Schwetzingen. Das Instrument des Jahres 2025 ist die Stimme – und mit Theresa Bertrand hat das musikalische Werkzeug eine prominente Vertreterin aus Schwetzingen. Das bewies die Schauspielerin, die im Oktober ihr Debüt am Theater Freiburg feiern durfte, jüngst bei dem Bundeswettbewerb Gesang, Europas bedeutendsten nationalen Gesangswettbewerb. In der Kategorie „Konzert“ konnte sich die 25-Jährige gegen 76 Gegenkandidaten, die es in die finale Runde schafften, durchsetzen – und sich so den bundesweit zweiten Platz sowie ein Preisgeld von 3 000 Euro sichern.

Frau Bertrand, was verbinden Sie mit Schwetzingen?

Theresa Bertrand: Ich wurde in Schwetzingen geboren und bin dort aufgewachsen, bis zu meinem Abitur. Dementsprechend habe ich auch in Schwetzingen meine ersten musikalischen Erfahrungen gemacht. Ich hatte das große Privileg, dass ich mit meinen Eltern auch schon als kleines Kind immer wieder zu den Konzerten der Schwetzinger Festspiele gehen konnte. Ich habe dann, als ich älter wurde, eigentlich erst gemerkt, wie besonders es ist, dass es hier so ein tolles Kulturprogramm gibt, dass hier jedes Jahr so wunderbare Künstler kommen, um hier Konzerte zu geben. Ich weiß noch, dass die Sängerin Cecilia Bartoli zu Gast war und im Schloss gesungen hat, als ich noch sehr jung gewesen bin. Sie war damals mein erstes großes Idol und ab diesem Zeitpunkt, war es eigentlich immer mein großer Traum Opernsängerin zu werden. Schon in der Grundschule habe ich immer gesagt, ich möchte Opernsängerin werden, meine Mitschülerinnen fanden das oft eher lustig. Meine Lehrerin damals hat mich aber sehr lieb bestärkt und hat gemeint, wenn das mein Traum ist, dann soll ich diesen verfolgen. Später, als ich älter wurde, habe ich das leider oft nicht mehr so offen kommuniziert, dass das mein Traum ist, weil dann auch Selbstzweifel dazukamen. Tief im Herzen war es aber immer mein großer Traum Sängerin zu werden. Ich hab dann in Schwetzingen an der Musikschule vor allem Cello gelernt, hier hatte ich über zehn Jahre Cellounterricht und bin dann zum Gesangsstudium nach Freiburg gegangen.

Das heißt, dass Sie der Gesang schon sehr lange begleitet?

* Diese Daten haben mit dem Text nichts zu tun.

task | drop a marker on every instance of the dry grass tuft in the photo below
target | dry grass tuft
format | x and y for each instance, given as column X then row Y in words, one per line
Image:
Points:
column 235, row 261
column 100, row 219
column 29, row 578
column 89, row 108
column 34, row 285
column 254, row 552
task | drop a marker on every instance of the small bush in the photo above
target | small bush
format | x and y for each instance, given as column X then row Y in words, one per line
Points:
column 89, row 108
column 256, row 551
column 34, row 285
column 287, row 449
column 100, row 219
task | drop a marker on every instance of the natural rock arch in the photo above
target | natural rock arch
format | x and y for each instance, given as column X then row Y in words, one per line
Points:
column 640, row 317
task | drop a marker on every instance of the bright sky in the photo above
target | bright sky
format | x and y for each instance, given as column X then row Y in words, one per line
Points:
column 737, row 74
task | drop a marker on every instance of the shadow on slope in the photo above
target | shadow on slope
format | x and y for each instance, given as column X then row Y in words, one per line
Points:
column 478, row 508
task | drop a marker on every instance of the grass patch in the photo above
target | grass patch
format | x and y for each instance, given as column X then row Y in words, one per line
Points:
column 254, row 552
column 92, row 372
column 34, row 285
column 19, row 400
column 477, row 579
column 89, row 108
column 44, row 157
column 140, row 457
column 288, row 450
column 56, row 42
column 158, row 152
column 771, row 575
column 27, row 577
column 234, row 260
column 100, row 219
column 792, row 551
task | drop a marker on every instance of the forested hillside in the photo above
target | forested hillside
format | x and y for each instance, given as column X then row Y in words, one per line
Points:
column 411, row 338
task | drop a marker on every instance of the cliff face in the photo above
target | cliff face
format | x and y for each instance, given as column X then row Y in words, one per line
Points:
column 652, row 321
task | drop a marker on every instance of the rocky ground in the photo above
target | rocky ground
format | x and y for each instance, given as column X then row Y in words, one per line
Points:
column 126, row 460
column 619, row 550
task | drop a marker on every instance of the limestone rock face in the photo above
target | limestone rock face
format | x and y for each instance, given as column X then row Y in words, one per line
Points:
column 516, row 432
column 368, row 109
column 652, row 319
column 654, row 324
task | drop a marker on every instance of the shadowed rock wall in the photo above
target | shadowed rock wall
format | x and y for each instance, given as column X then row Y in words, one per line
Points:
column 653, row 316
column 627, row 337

Bertrand: Ich kann mich nicht daran erinnern, dass ich jemals nicht gesungen habe. Ich weiß, dass schon im Kindergarten gesagt wurde, dass ich wie ein Radio sei, dass ich nicht aufhöre, zu singen. Meine Leidenschaft auf der Bühne zu sein, habe ich entdeckt, als ich mit sechs Jahren zur jungen Kantorei der evangelischen Kirche in Schwetzingen gegangen bin. Diese wurde geleitet von Detlev Helmer. Bei ihm habe ich über zehn Jahre gesungen und diese Zeit war auf jeden Fall sehr prägend für mich. Wir haben über die Jahre hinweg viele verschiedene Musicals aufgeführt, bei denen ich ganz unterschiedliche Rollen gesungen habe. Dabei habe ich auch den Spaß an der Schauspielerei gefunden, den ich jetzt ja auch brauche. Detlev Helmer hat mich sehr unterstützt und durch ihn kam ich auch in andere Chöre später, zum Beispiel der Landesjugendkantorei Baden, ein Auswahlchor für begabte Jugendliche, in dem ich bis zu meinem Studium sehr gerne gesungen habe. Nach meinem Abitur habe ich ein Freiwilliges Soziales Jahr Kultur an der Domsingschule in Rottenburg absolviert, auch das war eine – bis heute – sehr wichtige Zeit für mich. Ich habe dort von morgens bis abends in den Chören singen können und das hat meinen Wunsch sehr bestärkt Musikerin zu werden. Danach habe ich mich über mehrere Monate auf die Aufnahmeprüfung an der Musikhochschule vorbereitet.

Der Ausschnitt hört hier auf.